Gaussian Process Regression in Pytorch

Thomas Viehmann, tv@lernapparat.de Modelled after GPFlow Regression notebook by James Hensman


In [10]:
from matplotlib import pyplot
%matplotlib inline
import IPython
import torch
import numpy
import sys, os
sys.path.append(os.path.join(os.getcwd(),'..'))

pyplot.style.use('ggplot')

In [11]:
import candlegp
import candlegp.training.hmc

Let's have a regression example


In [12]:
N = 12
X = torch.rand(N,1).double()
Y = (torch.sin(12*X) + 0.6*torch.cos(25*X) + torch.randn(N,1).double()*0.1+3.0).squeeze(1)
pyplot.figure()
pyplot.plot(X.numpy(), Y.numpy(), 'kx', mew=2)


Out[12]:
[<matplotlib.lines.Line2D at 0x7f980d3c1750>]

Creating the model

Not adapted to the data yet...


In [19]:
k = candlegp.kernels.Matern52(1, lengthscales=torch.tensor([0.3], dtype=torch.double),
                              variance=torch.tensor([1.0], dtype=torch.double))
mean = candlegp.mean_functions.Linear(torch.tensor([1], dtype=torch.double), torch.tensor([0], dtype=torch.double))
m = candlegp.models.GPR(X, Y.unsqueeze(1), kern=k, mean_function=mean)
m.likelihood.variance.set(torch.tensor([0.01], dtype=torch.double))
m


Out[19]:
Model GPR
  • mean_function: Linear
  • kern: Matern52
  • likelihood: Gaussian
ParameterValuePriorParamType
mean_function.A[[1.]]NoneParam
mean_function.b[0.]NoneParam
kern.variance[1.]NonePositiveParam
kern.lengthscales[0.3]NonePositiveParam
likelihood.variance[0.01]NonePositiveParam

In [20]:
xstar = torch.linspace(0,1,100).double()
mu, var = m.predict_y(xstar.unsqueeze(1))
cred_size = (var**0.5*2).squeeze(1)

mu = mu.squeeze(1)
pyplot.plot(xstar.numpy(),mu.data.numpy(),'b')
pyplot.fill_between(xstar.numpy(),mu.data.numpy()+cred_size.data.numpy(), mu.data.numpy()-cred_size.data.numpy(),facecolor='0.75')
pyplot.plot(X.numpy(), Y.numpy(), 'kx', mew=2)


Out[20]:
[<matplotlib.lines.Line2D at 0x7f980d287a10>]

Maximum-A-Posteriori

One commonly used approach to model selection is to maximize the marginal log likelihood.

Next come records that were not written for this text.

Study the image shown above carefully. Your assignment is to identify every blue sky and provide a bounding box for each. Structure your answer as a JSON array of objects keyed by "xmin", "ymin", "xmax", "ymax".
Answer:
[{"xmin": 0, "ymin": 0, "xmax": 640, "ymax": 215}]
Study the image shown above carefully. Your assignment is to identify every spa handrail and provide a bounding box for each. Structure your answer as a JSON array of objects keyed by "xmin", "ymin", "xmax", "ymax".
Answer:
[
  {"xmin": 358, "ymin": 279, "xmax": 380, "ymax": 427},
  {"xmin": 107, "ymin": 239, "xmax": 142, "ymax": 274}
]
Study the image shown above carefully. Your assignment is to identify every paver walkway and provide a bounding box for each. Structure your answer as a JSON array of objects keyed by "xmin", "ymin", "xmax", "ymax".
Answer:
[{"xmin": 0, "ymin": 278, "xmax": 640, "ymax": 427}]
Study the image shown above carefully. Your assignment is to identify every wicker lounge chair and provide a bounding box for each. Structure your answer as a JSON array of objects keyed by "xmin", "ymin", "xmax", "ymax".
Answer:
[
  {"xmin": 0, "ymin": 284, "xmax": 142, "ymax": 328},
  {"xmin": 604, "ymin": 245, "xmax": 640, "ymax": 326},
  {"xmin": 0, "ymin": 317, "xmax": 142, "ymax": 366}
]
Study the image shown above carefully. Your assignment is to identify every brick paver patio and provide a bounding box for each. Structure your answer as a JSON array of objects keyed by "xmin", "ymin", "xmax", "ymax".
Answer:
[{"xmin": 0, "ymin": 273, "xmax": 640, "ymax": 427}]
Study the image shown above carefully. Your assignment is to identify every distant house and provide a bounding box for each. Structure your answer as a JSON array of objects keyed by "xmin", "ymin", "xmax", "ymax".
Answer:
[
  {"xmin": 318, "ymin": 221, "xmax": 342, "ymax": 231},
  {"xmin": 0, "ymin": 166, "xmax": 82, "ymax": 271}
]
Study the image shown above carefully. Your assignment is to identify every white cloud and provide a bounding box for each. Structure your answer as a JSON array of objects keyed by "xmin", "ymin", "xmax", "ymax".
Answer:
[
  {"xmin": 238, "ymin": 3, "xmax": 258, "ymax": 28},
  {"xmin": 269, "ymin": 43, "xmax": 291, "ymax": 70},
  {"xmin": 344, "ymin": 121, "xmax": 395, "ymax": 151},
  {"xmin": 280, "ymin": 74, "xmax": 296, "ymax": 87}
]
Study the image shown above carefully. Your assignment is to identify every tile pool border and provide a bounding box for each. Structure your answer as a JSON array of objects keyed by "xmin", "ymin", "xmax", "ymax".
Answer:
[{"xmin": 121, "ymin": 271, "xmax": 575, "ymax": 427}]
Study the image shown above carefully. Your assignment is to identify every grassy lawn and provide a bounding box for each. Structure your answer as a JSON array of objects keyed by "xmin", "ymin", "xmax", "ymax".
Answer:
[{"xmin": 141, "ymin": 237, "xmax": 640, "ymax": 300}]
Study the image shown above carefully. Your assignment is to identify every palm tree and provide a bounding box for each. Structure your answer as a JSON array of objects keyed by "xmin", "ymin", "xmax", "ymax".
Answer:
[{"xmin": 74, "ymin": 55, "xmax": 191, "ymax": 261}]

This is the "gp" equivalent of a maximum-likelihood estimate.


In [21]:
opt = torch.optim.LBFGS(m.parameters(), lr=1e-2, max_iter=40)
def eval_model():
    obj = m()
    opt.zero_grad()
    obj.backward()
    return obj

for i in range(50):
    obj = m()
    opt.zero_grad()
    obj.backward()
    opt.step(eval_model)
    if i%5==0:
        print(i,':',obj.item())
m


0 : 37.44138372573719
5 : 7.5857069647482565
10 : 6.650935910168812
15 : 6.619075539256768
20 : 6.6145839888125275
25 : 6.614004695780689
30 : 6.613928909529414
35 : 6.613918778320371
40 : 6.613917663627206
45 : 6.613917591721911
Out[21]:
Model GPR
  • mean_function: Linear
  • kern: Matern52
  • likelihood: Gaussian
ParameterValuePriorParamType
mean_function.A[[-1.26990141]]NoneParam
mean_function.b[3.49111625]NoneParam
kern.variance[0.26755383]NonePositiveParam
kern.lengthscales[0.03386912]NonePositiveParam
likelihood.variance[8.18978548e-09]NonePositiveParam

In [22]:
xstar = torch.linspace(0,1,100).double()
mu, var = m.predict_y(xstar.unsqueeze(1))
cred_size = (var**0.5*2).squeeze(1)

mu = mu.squeeze(1)
pyplot.plot(xstar.numpy(),mu.data.numpy(),'b')
pyplot.fill_between(xstar.numpy(),mu.data.numpy()+cred_size.data.numpy(), mu.data.numpy()-cred_size.data.numpy(),facecolor='0.75')
pyplot.plot(X.numpy(), Y.numpy(), 'kx', mew=2)


Out[22]:
[<matplotlib.lines.Line2D at 0x7f980d276a90>]

Hamiltonian Monte Carlo

We can go more Bayesian by putting a prior on the parameters and do Hamiltonian Monte Carlo to draw parameters.


In [11]:
k2 = candlegp.kernels.RBF(1, lengthscales=torch.tensor([0.3], dtype=torch.double),
                              variance=torch.tensor([1.0], dtype=torch.double))
mean2 = candlegp.mean_functions.Linear(torch.tensor([1], dtype=torch.double), torch.tensor([0], dtype=torch.double))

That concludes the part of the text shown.